En effet, la nouvelle édition des Perspectives de l’économie mondiale, publiée aujourd’hui, prévoit une légère accélération de la croissance cette année, de 3,1 à 3,2 %, puis en 2017, à 3,5 %. Cependant, nos projections continuent d’être progressivement moins optimistes au fil du temps. Ainsi, la révision à la baisse des prévisions s’explique par un ralentissement généralisé dans tous les pays. Ce fléchissement est le résultat d’une tendance que nous avons soulignée dans des éditions antérieures des Perspectives de l’économie mondiale. Comme toujours, les résultats diffèrent considérablement au sein des groupes de pays.

Cependant, le scénario central des Perspectives de l’économie mondiale semble aujourd’hui moins probable par rapport à d’éventuels résultats moins favorables. Le conseiller économique a présenté une approche en trois volets. Un volet monétaire, budgétaire et structurel pour soutenir la croissance mondiale et se protéger des risques qui pèsent sur ce scénario de référence.

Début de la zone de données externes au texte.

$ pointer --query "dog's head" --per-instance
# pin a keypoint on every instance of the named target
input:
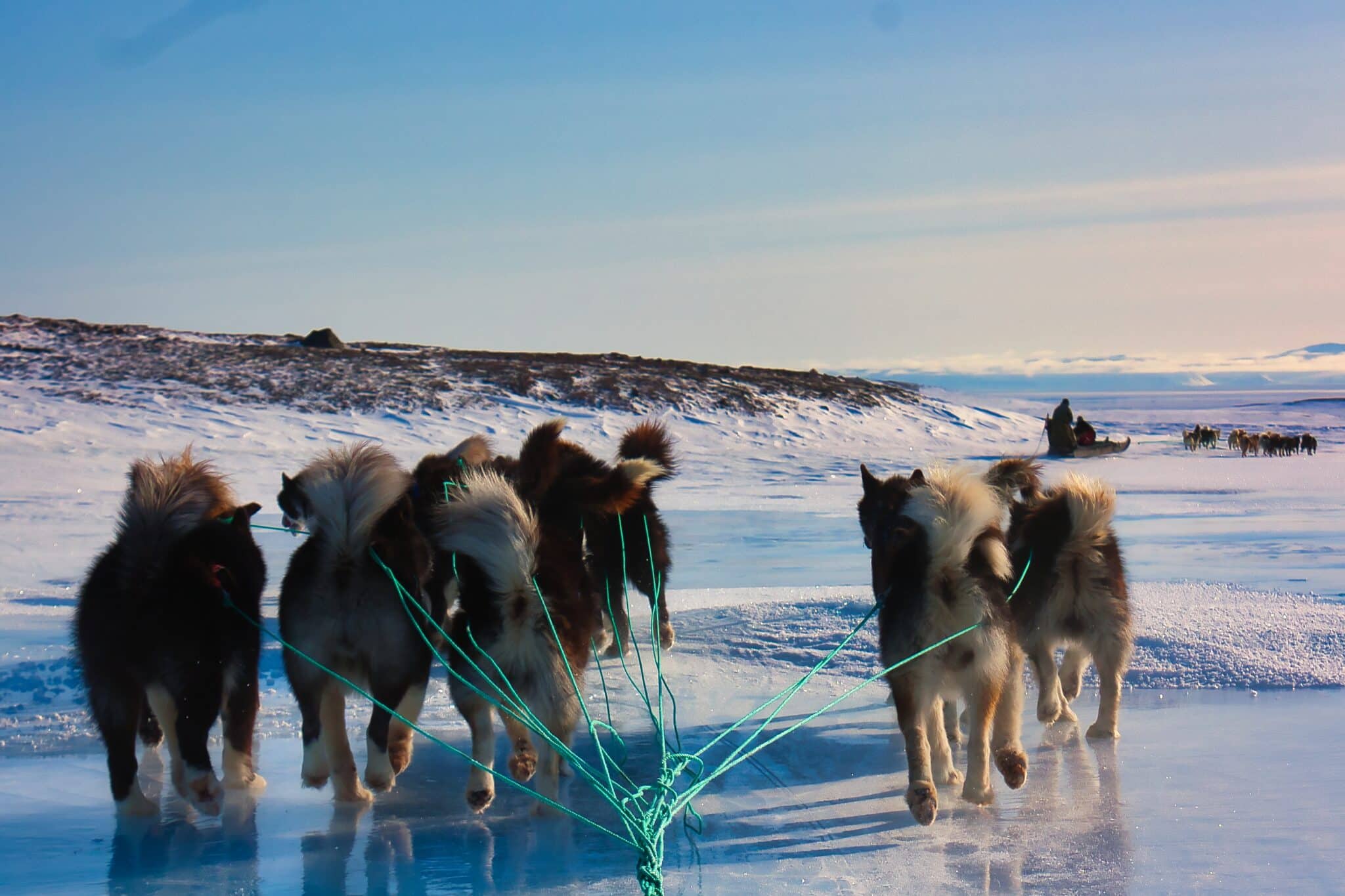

Dans son analyse, Maurice Obstfeld a relevé quelques risques importants qui ralentissent l’économie mondiale. Au nombre de ses risques figurent les risques financiers et d’autres risques économiques.

Les marchés financiers mondiaux ont tous connu des turbulences, avec des ventes massives et brutales d’actifs risqués. S’ajoute également une augmentation de l’aversion pour le risque, une montée en flèche des écarts de taux sur la dette souveraine de pays émergents, ainsi que de fortes baisses des prix du pétrole et d’autres produits de base. Les marchés se sont redressés dans une large mesure les deux fois, mais les investisseurs ont sans doute réagi davantage que ne le justifiait l’évolution des paramètres fondamentaux, tant à la hausse qu’à la baisse. De nouveaux accès de volatilité risquent de se répercuter sur l’économie de manière plus générale. Comme l’indique la dernière édition du Rapport sur la stabilité financière dans le monde, ces fluctuations se superposent à une tendance continue au durcissement des conditions financières à l’échelle mondiale. La hausse des sorties nettes de capitaux des pays émergents constitue un des facteurs d’explication. Si la plupart de ces pays ont bien fait face à ces sorties de capitaux jusqu’à présent, comme indiqué dans la présente édition des Perspectives de l’économie mondiale, de nouvelles difficultés pourraient commencer à voir le jour.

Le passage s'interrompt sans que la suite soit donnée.